In contrast, pastured birds are raised with an all-natural diet, are not administered antibiotics or altered physically to survive the unnatural housing conditions of a traditional poultry house, and are often processed on or near the farm where they are raised. Medium- to slow-growing breeds are used. Birds are raised up to 12 weeks of age, and their slaughter (dressed) weight is 3-4 pounds. In addition, farmers are free to raise and sell their birds independently, without the need for contracts with large poultry operations.
There are numerous farmers in every part of Georgia raising pastured poultry. According to Georgia Organics’ database, there are more than 50 pasture poultry farmers of varying size and capacity in the state. Many drive to out-of-state processing facilities that are USDA-inspected to process their birds and return to Georgia to sell. Some process on-farm, even though a confusing regulatory framework arguably prohibits this activity.
Recently, Will Harris, a South Georgia farmer and leader in the sustainable farming movement, opened the first USDA-inspected on-farm poultry processing facility in the state of Georgia.
“Chickens were born to scratch and peck. These are natural instinctive animal behaviors,” says Harris, White Oak Pastures owner and founding member of Georgians for Pastured Poultry. “Unfortunately, industrial commodity livestock production removes costs from meat production systems by raising animals in mono-cultural confinement systems that do not allow these instinctive behaviors.”
The poultry raised at White Oak Pastures live on USDA Certified Organic pastureland and have constant and total access to the outdoors. They are chemical-free, meaning they are not given growth hormones or synthetic antibiotics.

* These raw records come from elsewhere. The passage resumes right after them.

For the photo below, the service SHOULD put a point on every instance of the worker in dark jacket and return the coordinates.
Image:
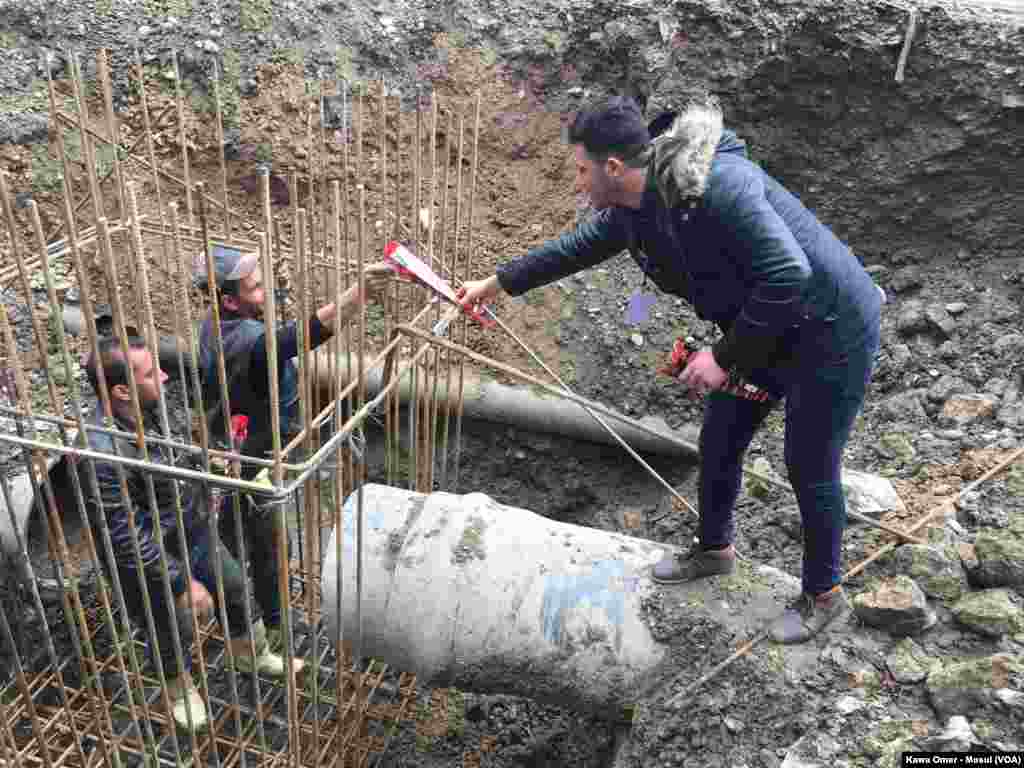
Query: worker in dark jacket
(240, 292)
(799, 315)
(133, 524)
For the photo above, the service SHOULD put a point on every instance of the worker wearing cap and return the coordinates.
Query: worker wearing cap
(799, 314)
(139, 521)
(239, 291)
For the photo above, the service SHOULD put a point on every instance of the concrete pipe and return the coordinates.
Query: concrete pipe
(489, 400)
(467, 592)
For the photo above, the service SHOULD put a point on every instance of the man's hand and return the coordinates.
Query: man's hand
(702, 373)
(474, 292)
(377, 278)
(201, 599)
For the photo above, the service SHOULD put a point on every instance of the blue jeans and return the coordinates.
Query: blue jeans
(201, 555)
(821, 402)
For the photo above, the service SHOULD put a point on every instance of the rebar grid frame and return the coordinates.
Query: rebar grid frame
(109, 708)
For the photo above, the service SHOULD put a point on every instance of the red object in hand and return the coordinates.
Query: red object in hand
(240, 429)
(734, 385)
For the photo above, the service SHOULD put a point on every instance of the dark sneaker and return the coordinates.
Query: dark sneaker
(697, 563)
(808, 615)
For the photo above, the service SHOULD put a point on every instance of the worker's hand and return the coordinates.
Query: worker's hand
(702, 373)
(201, 599)
(377, 278)
(474, 292)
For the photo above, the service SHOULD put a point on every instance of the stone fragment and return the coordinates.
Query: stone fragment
(989, 612)
(895, 445)
(965, 410)
(897, 605)
(911, 320)
(908, 663)
(904, 407)
(939, 320)
(1000, 561)
(945, 387)
(937, 574)
(956, 736)
(964, 687)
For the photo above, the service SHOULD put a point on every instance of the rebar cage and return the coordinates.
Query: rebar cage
(83, 686)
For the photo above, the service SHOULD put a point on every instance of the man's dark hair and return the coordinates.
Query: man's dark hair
(229, 288)
(113, 359)
(614, 128)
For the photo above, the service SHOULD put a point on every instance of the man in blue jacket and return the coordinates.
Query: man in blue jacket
(136, 522)
(799, 315)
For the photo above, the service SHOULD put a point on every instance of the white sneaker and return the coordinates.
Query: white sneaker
(185, 700)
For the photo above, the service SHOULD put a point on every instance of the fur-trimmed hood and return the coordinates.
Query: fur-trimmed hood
(681, 158)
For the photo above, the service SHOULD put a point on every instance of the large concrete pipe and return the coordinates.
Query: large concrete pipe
(464, 591)
(522, 407)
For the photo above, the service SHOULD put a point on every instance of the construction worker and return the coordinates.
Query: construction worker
(104, 500)
(239, 291)
(800, 318)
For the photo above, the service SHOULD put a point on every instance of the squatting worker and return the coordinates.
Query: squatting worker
(240, 293)
(799, 313)
(105, 501)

In addition, grass-based production systems are less reliant on external sources of feed, which can destabilize conventional production systems because of drastic feed price fluctuations.

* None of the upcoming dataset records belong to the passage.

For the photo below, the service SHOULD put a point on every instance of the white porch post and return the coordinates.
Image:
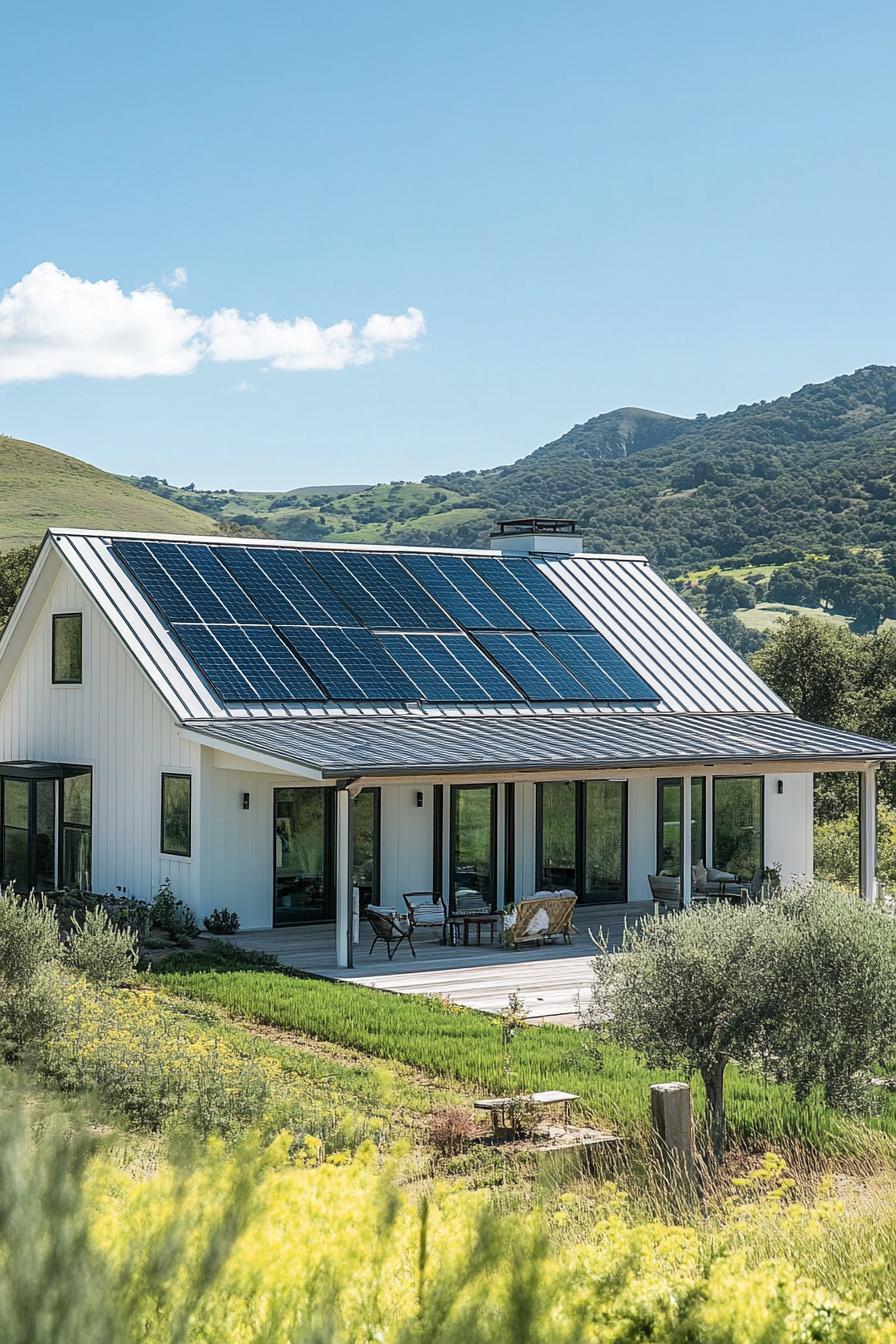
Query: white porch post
(685, 842)
(344, 911)
(868, 832)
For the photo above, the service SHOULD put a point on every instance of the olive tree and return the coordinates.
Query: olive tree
(30, 999)
(803, 985)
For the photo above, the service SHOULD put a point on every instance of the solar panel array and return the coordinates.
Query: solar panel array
(278, 624)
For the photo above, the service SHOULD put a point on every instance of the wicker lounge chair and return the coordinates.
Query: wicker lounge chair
(390, 928)
(558, 909)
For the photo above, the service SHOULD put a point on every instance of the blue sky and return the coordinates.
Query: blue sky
(591, 204)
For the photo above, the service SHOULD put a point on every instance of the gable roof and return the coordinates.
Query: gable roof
(648, 628)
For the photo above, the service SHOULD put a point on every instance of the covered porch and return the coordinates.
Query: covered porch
(503, 807)
(554, 981)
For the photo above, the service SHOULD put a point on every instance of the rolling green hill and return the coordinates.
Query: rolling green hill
(40, 488)
(809, 472)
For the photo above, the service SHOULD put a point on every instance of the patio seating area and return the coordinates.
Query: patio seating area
(554, 980)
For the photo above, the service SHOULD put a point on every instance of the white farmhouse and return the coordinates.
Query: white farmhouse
(289, 729)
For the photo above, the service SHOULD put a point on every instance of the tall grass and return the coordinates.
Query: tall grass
(242, 1247)
(462, 1044)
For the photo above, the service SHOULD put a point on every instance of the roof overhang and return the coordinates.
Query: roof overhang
(417, 745)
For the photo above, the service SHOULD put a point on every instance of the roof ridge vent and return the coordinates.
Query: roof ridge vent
(538, 535)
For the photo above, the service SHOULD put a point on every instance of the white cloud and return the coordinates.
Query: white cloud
(380, 329)
(53, 324)
(176, 280)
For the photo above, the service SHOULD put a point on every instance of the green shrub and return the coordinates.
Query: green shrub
(222, 921)
(30, 992)
(803, 984)
(171, 914)
(101, 952)
(253, 1247)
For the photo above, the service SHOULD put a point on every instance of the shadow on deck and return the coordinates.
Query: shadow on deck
(554, 981)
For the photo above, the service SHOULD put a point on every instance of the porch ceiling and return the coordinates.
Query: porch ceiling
(421, 745)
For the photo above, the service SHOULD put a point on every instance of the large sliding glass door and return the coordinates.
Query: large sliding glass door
(474, 842)
(580, 839)
(46, 819)
(738, 837)
(669, 813)
(304, 827)
(366, 847)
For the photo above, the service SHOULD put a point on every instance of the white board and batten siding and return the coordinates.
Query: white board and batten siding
(116, 723)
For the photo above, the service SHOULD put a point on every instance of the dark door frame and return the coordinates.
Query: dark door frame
(329, 858)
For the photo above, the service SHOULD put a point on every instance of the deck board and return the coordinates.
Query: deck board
(554, 981)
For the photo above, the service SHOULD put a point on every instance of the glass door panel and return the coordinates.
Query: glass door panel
(699, 820)
(366, 847)
(605, 842)
(302, 856)
(473, 842)
(16, 819)
(45, 835)
(669, 827)
(738, 824)
(556, 831)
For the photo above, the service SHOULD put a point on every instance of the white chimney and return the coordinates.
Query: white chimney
(539, 535)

Because of his effort to create a model of sustainable agriculture, Harris and White Oak Pastures have garnered many certifications and accolades, including the 2011 Georgia Restaurant Association Innovator Award, 2011 Winner of Georgia Small Business Person of the Year, 2011 Recipient of Governor’s Environmental Stewardship Award, 2008 Winner of ‘Flavor of Georgia’ food contest, and 2008 Recipient of University of Georgia Award of Excellence.
As the largest private employer in Early County, Ga., the White Oak Pastures business model shows that pastured production methods can be commercially successful alternatives to industrial feedlots.
Advancing Poultry Policy
For four years, Georgia Organics has been working with growers, policy makers, researchers and business consultants to expand opportunities for producers to raise pastured poultry. The organization remains committed to working with key leaders and agencies to advance pastured poultry policies and solutions.
Current on-farm processing policies are obstacles for family farms, and this hurts the entire state’s economy. Restaurants have been some of our strongest allies in bringing more choice to the marketplace to date.
Most other states offer a safe, economically viable option for on-farm processing, and Georgia Organics restaurant members are consistently asking for tips on acquiring pastured poultry from local farms. Our research has shown that pastured poultry can create jobs and strengthen and rebuild rural communities and economies, uniting, if you will, the two Georgias: rural and urban Georgia.
We’re currently advocating for changes in policy to free up the market. We’d need a federal exemption status or new policies from the Georgia Department of Agriculture to provide small farms a safe, economically viable option for on-farm processing.
Perhaps the establishment of a fixed and/or mobile processing facility would fulfill the need. Georgia Organics is currently working on a feasibility study to determine which would be more ideal.